Feature Selection is not necessary most of time , when i experimented with catboot classifier and split neural network in both cases removing features reduces both the cv and lb score, but i haven't tested all the models. So, make sure to generate feature interation in data, then preprocess your features based on the model after that check if feature selection helps.


below code cell has been taken from [amazing notebook by simakov - keras Multilabel Neural Network v1.2](https://www.kaggle.com/simakov/keras-multilabel-neural-network-v1-2)

In [None]:
# Source: https://www.kaggle.com/simakov/keras-multilabel-neural-network-v1-2
# add seed and change create_model

'''
from typing import Tuple, List, Callable, Any

from sklearn.utils import check_random_state  # type: ignore

### from eli5
def iter_shuffled(X, columns_to_shuffle=None, pre_shuffle=False,
                  random_state=None):
    rng = check_random_state(random_state)

    if columns_to_shuffle is None:
        columns_to_shuffle = range(X.shape[1])

    if pre_shuffle:
        X_shuffled = X.copy()
        rng.shuffle(X_shuffled)

    X_res = X.copy()
    for columns in tqdm(columns_to_shuffle):
        if pre_shuffle:
            X_res[:, columns] = X_shuffled[:, columns]
        else:
            rng.shuffle(X_res[:, columns])
        yield X_res
        X_res[:, columns] = X[:, columns]
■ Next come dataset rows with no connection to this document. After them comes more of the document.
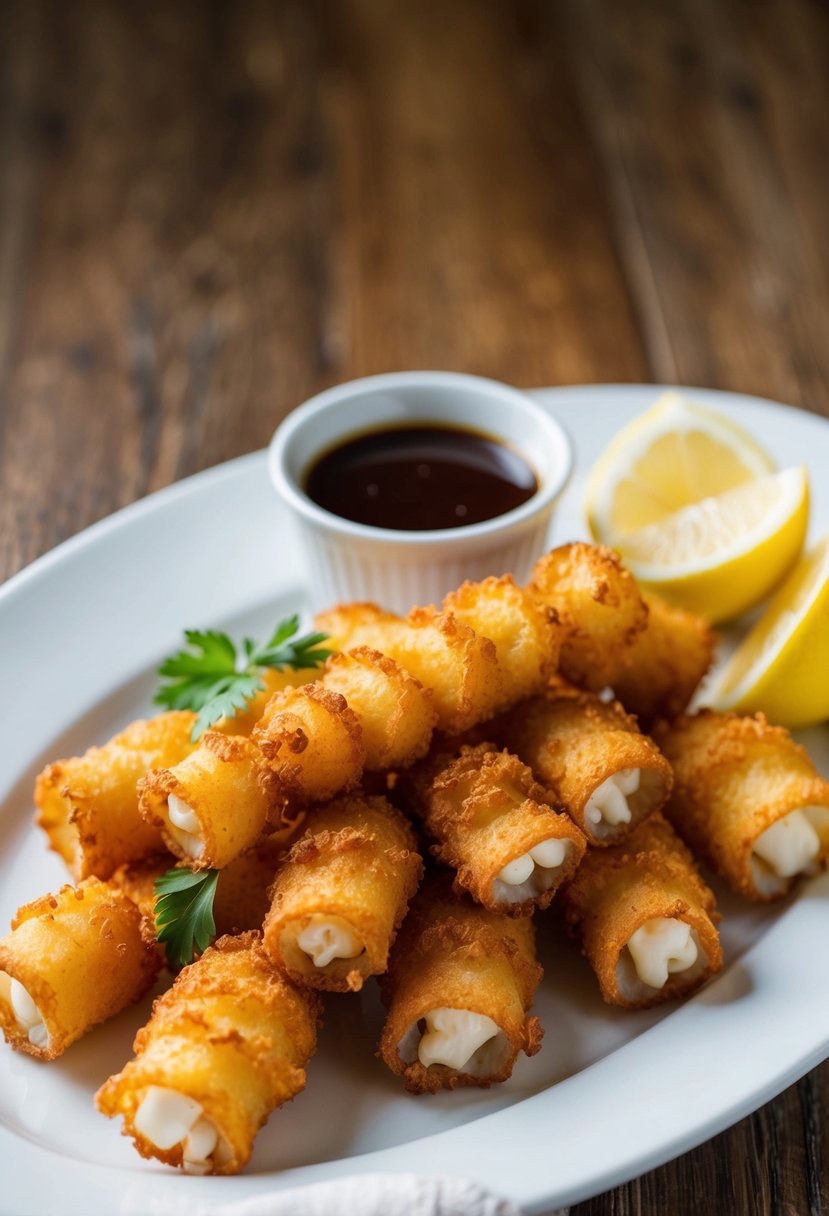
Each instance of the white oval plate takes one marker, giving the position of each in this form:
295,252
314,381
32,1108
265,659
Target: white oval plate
610,1096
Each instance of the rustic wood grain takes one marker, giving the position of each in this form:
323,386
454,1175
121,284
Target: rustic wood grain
209,210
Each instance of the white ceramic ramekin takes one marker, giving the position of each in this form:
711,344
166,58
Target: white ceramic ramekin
396,569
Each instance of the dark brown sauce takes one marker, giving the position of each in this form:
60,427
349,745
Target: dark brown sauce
421,478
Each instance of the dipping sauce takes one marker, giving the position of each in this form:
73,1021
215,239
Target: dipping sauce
421,478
def get_score_importances(
        score_func,  # type: Callable[[Any, Any], float]
        X,
        y,
        n_iter=5,  # type: int
        columns_to_shuffle=None,
        random_state=None
    ):
    rng = check_random_state(random_state)
    base_score = score_func(X, y)
    scores_decreases = []
    for i in range(n_iter):
        scores_shuffled = _get_scores_shufled(
            score_func, X, y, columns_to_shuffle=columns_to_shuffle,
            random_state=rng, base_score=base_score
        )
        scores_decreases.append(scores_shuffled)

    return base_score, scores_decreases



def _get_scores_shufled(score_func, X, y, base_score, columns_to_shuffle=None,
                        random_state=None):
    Xs = iter_shuffled(X, columns_to_shuffle, random_state=random_state)
    res = []
    for X_shuffled in Xs:
        res.append(-score_func(X_shuffled, y) + base_score)
    return res

def metric(y_true, y_pred):
    metrics = []
    for i in range(y_pred.shape[1]):
        if y_true[:, i].sum() > 1:
            metrics.append(log_loss(y_true[:, i], y_pred[:, i].astype(float)))
    return np.mean(metrics)   

perm_imp = np.zeros(train.shape[1])
all_res = []
for n, (tr, te) in enumerate(KFold(n_splits=7, random_state=0, shuffle=True).split(train_targets)):
    print(f'Fold {n}')

    model = create_model(len(train.columns))
    checkpoint_path = f'repeat:{seed}_Fold:{n}.hdf5'
    reduce_lr_loss = ReduceLROnPlateau(monitor='val_loss', factor=0.1, patience=3, verbose=1, epsilon=1e-4, mode='min')
    cb_checkpt = ModelCheckpoint(checkpoint_path, monitor = 'val_loss', verbose = 0, save_best_only = True,
                                     save_weights_only = True, mode = 'min')
    model.fit(train.values[tr],
                  train_targets.values[tr],
                  validation_data=(train.values[te], train_targets.values[te]),
                  epochs=35, batch_size=128,
                  callbacks=[reduce_lr_loss, cb_checkpt], verbose=2
                 )
        
    model.load_weights(checkpoint_path)
        
    def _score(X, y):
        pred = model.predict(X)
        return metric(y, pred)

    base_score, local_imp = get_score_importances(_score, train.values[te], train_targets.values[te], n_iter=1, random_state=0)
    all_res.append(local_imp)
    perm_imp += np.mean(local_imp, axis=0)
    print('')
    
top_feats = np.argwhere(perm_imp < 0).flatten()
top_feats
'''

# print(top_feats)

Thanks and I hope you discovered something new while reading it. In this competition, Laboratory for Innovation Science at Harvard, presented us with a dataset to develop an algorithm to predict a compound’s MoA given its cellular signature which will help scientists advance the drug discovery process. I hope to contribute as my exam's are still going I'll be updating this notebook whenever it's possible. Happy Learning!